Friday, February 3, 2012

Review of S.O.S.: Save Our Sex

Tuesday night, I attended the discussion "S.O.S.: Save Our Sex" held at the new xl Nightclub. I very much support the idea for this discussion, because a discussion such as this needs to be had. And NOT for one night only.

The topics to be discussed were:
-anonymous sex
-money, sex, and drugs
-labels, gender, and race
-marriage and open relationships

The issue of barebacking  and porn's role in influencing it seemed to dominate the night. To the point that practically all the other topics slated to be discussed never got addressed, and those topics of which the names were said were said because of their connection to barebacking. For this reason, the question I tweeted to @SaveOurSexNY never got asked. I admit that I did however chime in at one point for all to hear.

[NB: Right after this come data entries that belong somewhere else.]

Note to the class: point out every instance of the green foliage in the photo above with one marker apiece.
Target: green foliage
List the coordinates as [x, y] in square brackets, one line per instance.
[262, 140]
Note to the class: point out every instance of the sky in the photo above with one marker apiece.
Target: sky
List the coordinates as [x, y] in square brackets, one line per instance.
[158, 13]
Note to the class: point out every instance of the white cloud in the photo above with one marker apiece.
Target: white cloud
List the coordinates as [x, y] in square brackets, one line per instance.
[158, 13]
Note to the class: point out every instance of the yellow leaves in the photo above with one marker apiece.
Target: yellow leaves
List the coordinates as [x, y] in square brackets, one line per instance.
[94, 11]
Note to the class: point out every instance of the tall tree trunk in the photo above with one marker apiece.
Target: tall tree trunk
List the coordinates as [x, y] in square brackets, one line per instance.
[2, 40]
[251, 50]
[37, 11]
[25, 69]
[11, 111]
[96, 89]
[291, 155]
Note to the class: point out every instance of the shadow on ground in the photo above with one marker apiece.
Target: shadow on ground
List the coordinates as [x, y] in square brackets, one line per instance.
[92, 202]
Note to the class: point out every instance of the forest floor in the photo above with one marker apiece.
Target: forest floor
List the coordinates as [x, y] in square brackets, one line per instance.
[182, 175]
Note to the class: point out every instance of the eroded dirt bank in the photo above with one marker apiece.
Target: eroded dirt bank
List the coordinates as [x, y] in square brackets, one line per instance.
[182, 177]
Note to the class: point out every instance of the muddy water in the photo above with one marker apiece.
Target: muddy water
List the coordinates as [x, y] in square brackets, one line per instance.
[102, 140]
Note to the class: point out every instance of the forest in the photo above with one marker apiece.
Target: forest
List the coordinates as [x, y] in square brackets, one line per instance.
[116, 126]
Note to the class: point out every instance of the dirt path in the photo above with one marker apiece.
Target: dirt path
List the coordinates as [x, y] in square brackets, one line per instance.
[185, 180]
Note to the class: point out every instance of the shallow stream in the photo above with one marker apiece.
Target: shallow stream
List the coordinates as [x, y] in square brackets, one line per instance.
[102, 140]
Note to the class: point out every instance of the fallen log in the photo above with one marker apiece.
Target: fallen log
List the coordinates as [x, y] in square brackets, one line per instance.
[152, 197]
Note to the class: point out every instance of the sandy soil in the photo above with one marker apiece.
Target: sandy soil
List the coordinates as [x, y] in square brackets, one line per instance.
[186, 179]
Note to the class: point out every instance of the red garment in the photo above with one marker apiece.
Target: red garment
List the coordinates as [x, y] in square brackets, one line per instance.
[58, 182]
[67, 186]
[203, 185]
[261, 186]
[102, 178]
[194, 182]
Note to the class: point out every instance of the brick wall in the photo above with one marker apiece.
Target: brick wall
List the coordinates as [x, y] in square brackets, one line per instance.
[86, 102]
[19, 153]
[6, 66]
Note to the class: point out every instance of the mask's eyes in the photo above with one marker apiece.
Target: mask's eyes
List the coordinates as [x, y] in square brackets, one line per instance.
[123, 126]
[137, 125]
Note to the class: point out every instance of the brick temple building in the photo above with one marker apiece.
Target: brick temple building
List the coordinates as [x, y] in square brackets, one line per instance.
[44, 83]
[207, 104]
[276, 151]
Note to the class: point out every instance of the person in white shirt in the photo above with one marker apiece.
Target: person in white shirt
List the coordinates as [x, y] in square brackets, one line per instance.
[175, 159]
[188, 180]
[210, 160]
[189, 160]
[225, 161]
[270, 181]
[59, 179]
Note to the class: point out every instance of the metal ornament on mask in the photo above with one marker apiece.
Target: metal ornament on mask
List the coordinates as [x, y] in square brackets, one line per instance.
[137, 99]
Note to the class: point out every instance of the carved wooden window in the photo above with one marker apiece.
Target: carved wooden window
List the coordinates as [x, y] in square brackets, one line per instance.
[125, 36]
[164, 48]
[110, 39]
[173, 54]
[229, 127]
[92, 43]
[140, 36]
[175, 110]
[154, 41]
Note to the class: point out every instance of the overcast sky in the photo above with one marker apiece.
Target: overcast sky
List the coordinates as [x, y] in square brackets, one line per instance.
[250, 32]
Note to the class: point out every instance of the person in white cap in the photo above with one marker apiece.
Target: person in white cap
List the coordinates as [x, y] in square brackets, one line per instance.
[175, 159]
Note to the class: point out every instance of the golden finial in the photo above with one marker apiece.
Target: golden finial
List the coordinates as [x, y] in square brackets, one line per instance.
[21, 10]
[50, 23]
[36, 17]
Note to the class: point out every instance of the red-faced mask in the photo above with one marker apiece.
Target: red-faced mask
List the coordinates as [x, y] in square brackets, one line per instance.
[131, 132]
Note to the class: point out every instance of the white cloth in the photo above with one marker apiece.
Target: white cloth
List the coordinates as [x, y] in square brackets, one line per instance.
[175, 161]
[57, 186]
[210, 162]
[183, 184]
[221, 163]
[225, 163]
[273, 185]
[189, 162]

In the discussion, it was repeatedly being put on gay porn how they bare some responsibility for the young people who have bareback sex. Two panelists, Daniel Nardicio and Michael Lucas both pointed out how we are all adults, and it was our responsibility to take care of ourselves. At this point, I kept applauding their points. It was my friend accompanying me who gave me the nudge to actually say something to the crowd, because he knows of my porn past and late coming out. Hence why I made it clear that I was living proof of Daniel and Michael's point. I stated how I came out at 31, but I knew loooong before that to put on a condom. So to blame bareback porn for young people not putting on a condom is "absolute bullshit". This comment was met with a nice applause by the audience.

Unfortunately, what I left out of my comment due to time constraints was how I come from a very religious background, and I didn't have sex ever until that coming out.

FYI - this year, I celebrate 10 years since my coming out to myself (February 9th) and losing my virginity (February 10th).

Some may feel that the safer sex message targeting the gay community is no longer out there with as much force in mainstream media. That's actually true. However, the message is still being put out there. It hasn't gone anywhere. It is mentioned often enough in mainstream media, and should be taught in homes anyway by responsible parents. So if anyone in the gay community believes that the message is gone, then they need to realize that before people come out to themselves as gay, they often lived as I did - lying to themselves that they are the straight majority, with parents treating them as such. And some of the things taught to them while in the straight community can actually be called "knowledge". And condom use is one of those bits of knowledge. Therefore, those newly out gays need to bring that knowledge with them when they start their lives as gay adults.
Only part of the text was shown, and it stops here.